General-purpose parallel_for_each with the Intel TBB?

math

#1

Hi there!

I was always intrigued by the idea of having a general purpose parallel_for_each construct in the Stan language. With the Intel TBB in reach I thought - let’s try it. I have by now a prototype up and running for this and would appreciate a critical look at this by our core AD stack engineers. Let me first explain a bit.

  • The AD tape is written along with the function evaluation onto the global AD stack while with STAN_THREADS defined we endup having one AD tape per thread.
  • As the Intel TBB uses a thread pool we endup getting many AD stacks which are persistent in memory.
  • Executing things per thread with access to the thread-local AD stack is completely safe, since we access the local AD stack only.

The above is what makes our thread based map_rect work (the threaded versions does per thread execution and then injects the results into the main thread). However, no one stops us from referencing operands in the main thread from within the worker threads! As long as the threads stay around we can just grow their AD stack as we like and link them as we like. Once we have executed our parallel operation, the AD stack will endup being scattered in multiple AD tapes (one per thread). Thus, when we set adjoints to zero or loop over the stack to propagate the chain rule, we only have to ensure to loop over all the scattered AD stacks (and not just the main thread one).

All of the above can be easily expressed with the TBB. The TBB offers containers which hand out thread_local instances and you can iterate over all instances which belong to some thread.

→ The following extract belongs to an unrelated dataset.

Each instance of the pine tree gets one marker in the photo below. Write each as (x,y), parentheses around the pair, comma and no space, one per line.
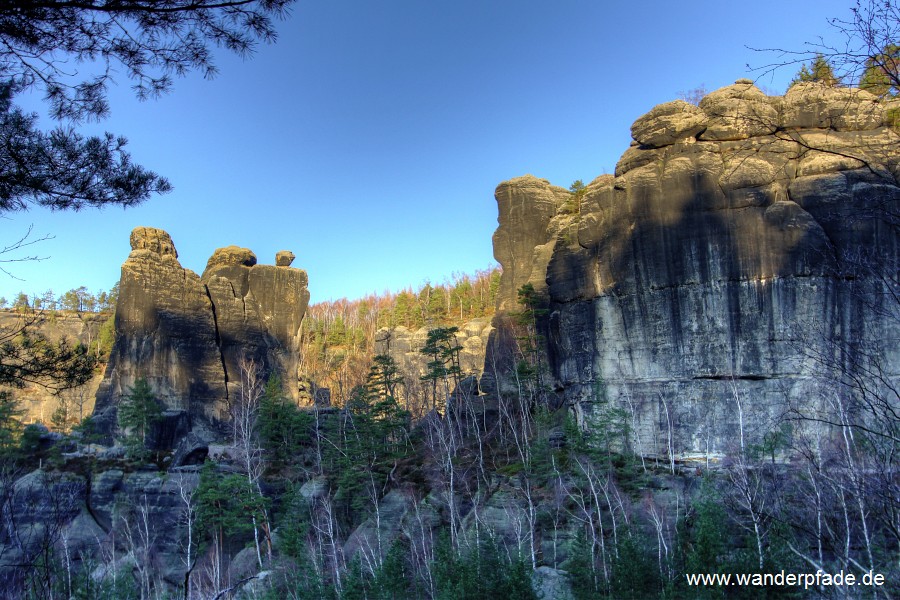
(138,411)
(819,70)
(882,72)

The prototype I have done has these key bits:

I hope I haven’t mess this up! How to actually roll this out to the language in a safe way still needs a bit of thinking. I am not sure if nested parallelism would work (probably not with this scheme) - but what I can imagine is to run things in parallel and then combine the different thread specific AD tapes (like map_rect). Still, I think this is some progress in the direction of making a parallel_for_each loop possible eventually.

Best,
Sebastian


#2

Just to recap a little - we talked Intel TBB over a couple times in the meeting, and I think right now we’re looking for answers to these questions (which is my attempt to write up the general questions we’d like to ask ourselves before adding a dependency to the Math library):

I think we should separate Math library discussion from Stan language design discussion (the latter of which should probably be eventually formed into a design doc). For the Math library, I’m personally really excited about the efficiency gains with thread pooling and constructing code such that users don’t need to shard manually anymore (which sounds like a Stan language issue, but if we no longer need to chunk work up because the TBB work-stealing algorithm handles this much more efficiently, than users can already begin writing easier code using the existing map_rect). @wds15 do you know if this last bit is right?

There are also some autodiff hygiene things to consider here, though perhaps nested autodiff and parallelism both get easier with this PR introducing a global autodiff instance for each thread (and you could imagine swapping that out when you start doing nested autodiff even without threaded parallelism going on).


#3

Yes, this sounds right to me. So users will still need to think a bit about what they define as a job - but that is by far less important than it is now. I mean parallelizing a super-efficient vectorized expression is still not a smart thing to do (unless we talk about GB of data), but the user needs to define sufficiently large blocks of work which warrant meaningful parallelization. One should err on the more granular side now so that in most cases one can let the Intel TBB just do it’s work. The work stealing should automatically queue the work in a near optimal way… but the Intel TBB gives us even more. They also allow us to take care of cache locality. So we can tell the Intel TBB which work and data belongs together and it will align the work and the caches around that - really nice!

Yup, we have the same thought to swap out and in AD tapes since this thing is now an object to which we merely point to and this can exchange. I hope the PR you refer to can go in soon. I have a follow-up which I will file after that. This is a new design for nested AD which makes nesting not any more a global operation, but a more local one which is easier to deal with in a threaded environment.


#4

Gotcha, so most users will still want to shard… Do you think we could (someday) change the existing implementation of map_rect to automatically do this vectorization for the user? i.e. automatically chunking and assuming their code will be written in a vectorized way? Or do we need a new map signature?


#5

OMG… I just realize… YES, the fully automatic thing is actually extremely easy with the TBB! When you convert a for loop into a TBB parallel_for loop, then you have to code up a functor which does not anymore process a single element from the loop, but rather a blocked_range. Thus, we can easily write a map_vec or so which will call a user-function which is expected to operate on a sub-slice of the input container. So given that slicing of containers is easy then such a function is very simple to write.

Here is the basic example from the parallel_for:

#include "tbb/parallel_for.h"
#include "tbb/blocked_range.h"

using namespace tbb;

struct Average {
    const float* input;
    float* output;
    void operator()( const blocked_range<int>& range ) const {
        for( int i=range.begin(); i!=range.end(); ++i )
            output[i] = (input[i-1]+input[i]+input[i+1])*(1/3.f);
    }
};

// Note: Reads input[0..n] and writes output[1..n-1]. 
void ParallelAverage( float* output, const float* input, size_t n ) {
    Average avg;
    avg.input = input;
    avg.output = output;
    parallel_for( blocked_range<int>( 1, n ), avg );
    }

This means we can combine vectorized statements in the user-functor (which are super-fast) with automatic chunking of the work. Now I see what this means… and this is really big!!! We can then throw tons of data at these constructs and they will just scale up as we need it.

Combining parallelization with the efficiency of vectorization will make stan once again another animal!

EDIT: Once we have this map_vec (or let’s call it map_sliced?) we should absolutely also add a map_vec_reduce or at least a map_vec_lpdf, because such a blocked map will be enormously fast and the reduce operation should then also be parallel.